Yeast two-hybrid system
The Matchmaker Two-Hybrid System 2 was used (Clontech). All experiments were performed in the yeast reporter strain CG-1945. Bait-constructs were made using the vector pGBT9 (Clontech). The prey-constructs pACT2-AF6, pACT2-Erbin, pACT2-PICK1, and pACT2-PSD95 were kindly provided by Jean-Paul Borg (INSERM, Marseille, France), and were described in Audebert and Navarro et al., (AF6, Erbin, PICK1) [46] and in Saito et al., (PSD-95) [31]. The prey-constructs pACT2-Syntenin and pACT2-CASK were kindly provided by Pascale Zimmermann (University of Leuven & VIB, Belgium). An oligo(dT)- and randomly primed prey-cDNA library constructed with mRNA from 12.5 day embryonic mice using pACT2 as vector [50] was kindly provided by Kristin Verschueren and Danny Huylebroeck (University of Leuven & VIB, Belgium).
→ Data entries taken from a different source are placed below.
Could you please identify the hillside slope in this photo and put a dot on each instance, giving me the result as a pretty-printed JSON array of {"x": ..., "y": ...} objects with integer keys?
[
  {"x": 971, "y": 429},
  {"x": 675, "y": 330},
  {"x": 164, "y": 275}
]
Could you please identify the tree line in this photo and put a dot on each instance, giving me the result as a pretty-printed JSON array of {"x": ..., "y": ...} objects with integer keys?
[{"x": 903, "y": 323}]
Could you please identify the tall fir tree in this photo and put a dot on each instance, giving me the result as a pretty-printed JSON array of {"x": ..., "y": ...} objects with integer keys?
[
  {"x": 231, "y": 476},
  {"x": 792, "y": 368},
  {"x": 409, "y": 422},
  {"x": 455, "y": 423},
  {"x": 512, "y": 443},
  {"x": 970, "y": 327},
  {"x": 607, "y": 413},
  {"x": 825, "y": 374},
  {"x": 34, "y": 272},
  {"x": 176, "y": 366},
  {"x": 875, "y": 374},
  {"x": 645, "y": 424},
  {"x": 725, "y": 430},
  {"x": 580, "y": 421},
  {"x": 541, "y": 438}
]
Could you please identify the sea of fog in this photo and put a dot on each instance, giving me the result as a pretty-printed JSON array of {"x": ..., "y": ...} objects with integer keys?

The prey-library was screened as follows: yeast strain CG-1945, containing a HIS3 and a lacZ reporter gene under the control of promoters containing GAL4-binding sites, was transformed with 66 μg of bait-DNA and 33 μg of prey-library-DNA using a LiAc high efficiency transformation protocol [51]. Transformants were grown for 10 days at 30°C on triple selective (lacking Trp, Leu and His) synthetic dropout (SD---) agar plates containing 5 mM 3-AT (Sigma).
Transformed His+ yeast colonies were restreaked on new SD--- agar plates and grown for another 1 to 2 days. Colony-lift filter assays were performed for the qualitative measurement of β-galactosidase activity according to standard protocols.